Sun, September 8, 8:00 to 9:30am, Loews Philadelphia Hotel, Commonwealth D

Abstract

Public perceptions of success in military interventions carry high stakes for democratic governance. Expectations of success can mobilize domestic support for military action, while political punishment for failure helps deter leaders from starting wars they cannot win. Despite the many, well-documented ways that perceptions of intervention success matter, how public perceptions are formed and how easily they can be altered by leaders remain open questions with critical implications for democracy. To answer these questions, the paper treats public perceptions of success as dependent variables in their own right, arguing that the public’s view of intervention success is multifaceted and thus sensitive to priming by strategic leaders.

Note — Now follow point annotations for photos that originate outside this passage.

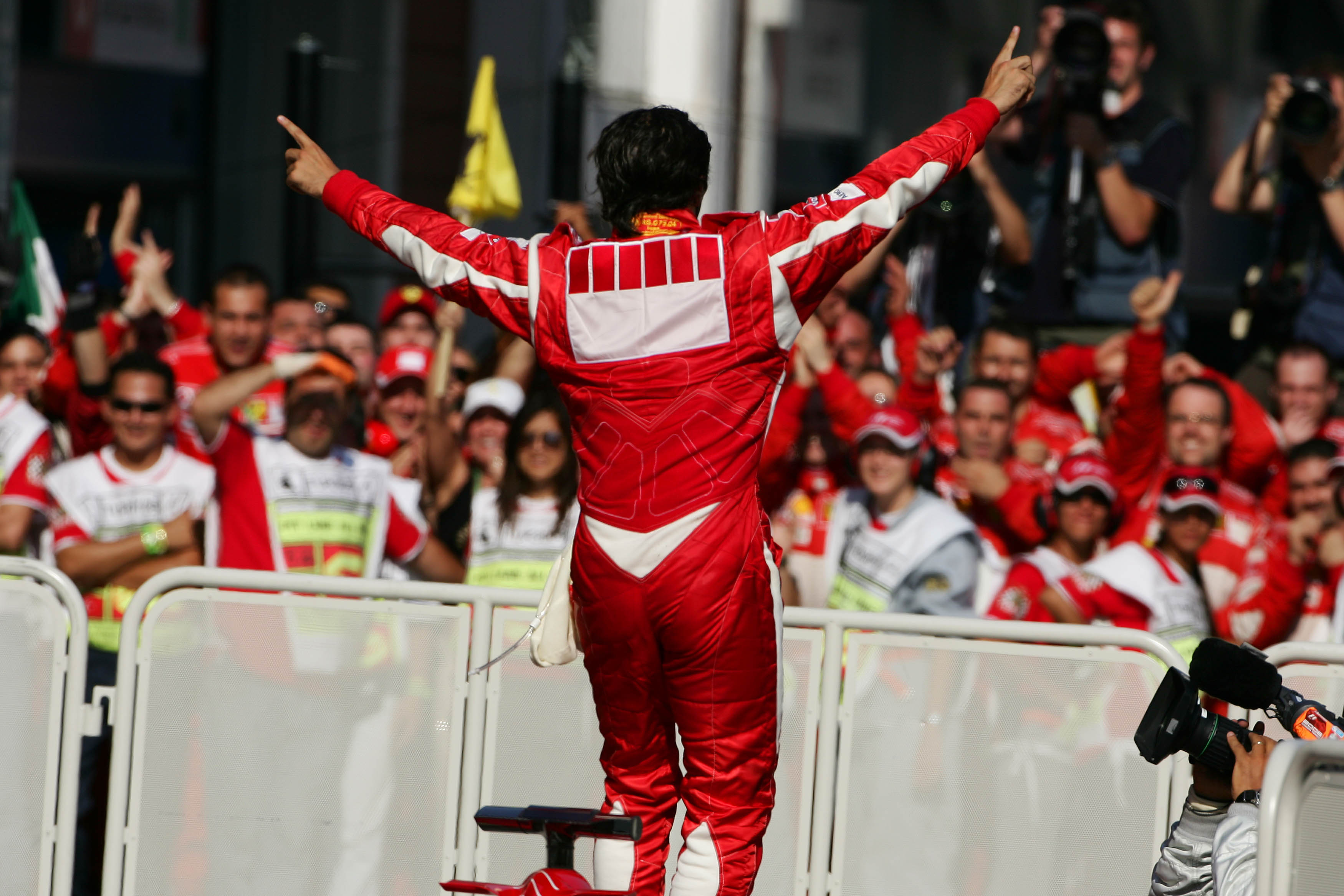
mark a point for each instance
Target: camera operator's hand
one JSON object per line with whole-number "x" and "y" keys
{"x": 1084, "y": 132}
{"x": 308, "y": 167}
{"x": 1276, "y": 94}
{"x": 1249, "y": 772}
{"x": 1152, "y": 299}
{"x": 1011, "y": 81}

Using a combination of survey experiments, speech data, and archival materials, I test this argument in two steps. First, survey evidence demonstrates that the public’s metrics for intervention success are dynamic and respond to elite primes. Second, I analyze presidential speeches and corresponding communications memos, showing that leaders recognize the importance of public perceptions of success and work to manage expectations. Counterintuitively, they do so by foreshadowing the risk of high costs and casualties, which is otherwise expected to weaken public support for military action. Taken as a whole, the findings highlight success as a dynamic concept that can vary across time and interventions. The ability of public perceptions of success to constrain elected leaders is thus also variable. When new technologies increase the distance between the public and war outcomes, or interventions pursue broad, open-ended goals, leaders’ power to construct definitions of success is amplified.